Re-reading this thread prompted an old memory that I had deliberately buried (at least until the statute of limitations is up). Waaaaay back in the day before the "Harvey Oaks" subdivision was a thing it was an old farm. For those of you not intimately familiar with "West O", that's roughly 150th & West Center Road, north side, east of the train tracks & trestle. So word got out that the farm had been sold for the new development, and the people living there moved out and it sat empty for a while.
Well, four of us from the old neighborhood thought it would be really helpful of us if we helped them knock it down. Armed with a "universal ignition key" (flat blade screwdriver, firmly smack it into the keyhole and twist to the right - like
@Elizabeth Reed probably does during the sects while yelling "Takedown - 2 points!"), my mechanically inclined neighbor (let's call him Tom because that's his name) managed to fire up a full-blown, genuine Caterpillar issued bull dozer. Just what a group of juvenile delinquents needs to be operating in the dark, amIright?
A few moments to familiarize ourselves with the operating controls and we set off on a path of destruction, knocking down most of walls on the house before we turned our attention to the barn.
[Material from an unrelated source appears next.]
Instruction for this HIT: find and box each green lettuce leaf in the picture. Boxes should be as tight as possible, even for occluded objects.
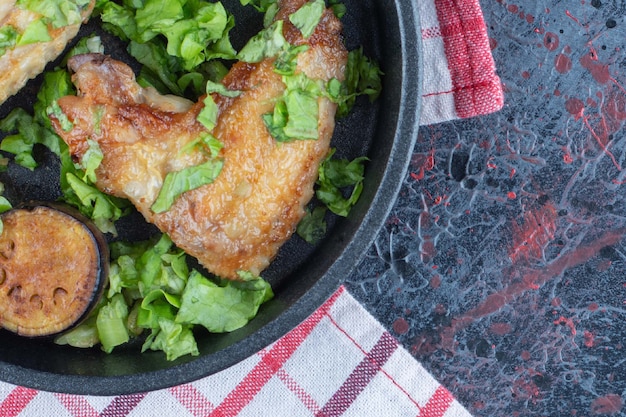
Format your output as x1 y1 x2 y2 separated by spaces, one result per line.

Here's where our lack of engineering prowess revealed itself as Tom was bright enough to raise the bucket hoping to knock it over, but we went through it and part of the barn fell on us (Tom was driving, the rest of us were standing on the rear trailer hitch). A couple of us got knocked off by the falling lumber, and Tom started to back the bulldozer up trying to get out from under the barn. We barely got off to the side before Tom went whizzing by in reverse - we're lucky we weren't crushed by the tracks, no shit.
When we were all clear of the barn, those of us that were nearly @died during the backup incident started yelling a Tom cursing him out for nearly killing us. He had a short fuse, and that pissed him off, so Tom promptly spun the bulldozer away from the barn, pointed it north in the general direction of a lake that was on the property, lifted the lever that controlled the engine speed, slammed it into gear and jumped off the damn thing. The last thing any of us saw was a bulldozer cruising over the hill, bucket mounted at chest height, with only God knows what in its path. The rest of us took one look at each other, yelled "Oh shit" and scrambled for the getaway car.
While the act of knocking down the old house & barn was certainly mischievous, it didn't really do any property damage as those buildings were slated for demolition the next day. However, the runaway bulldozer is still something I can see chugging north over that hill if I close my eyes some 46 years later. I have no clue where that bulldozer wound up, but the incident didn't make the Omaha World-Herald so we were left to assume nobody died and it either found the lake or a big Cottonwood tree, etc. and came to a rest.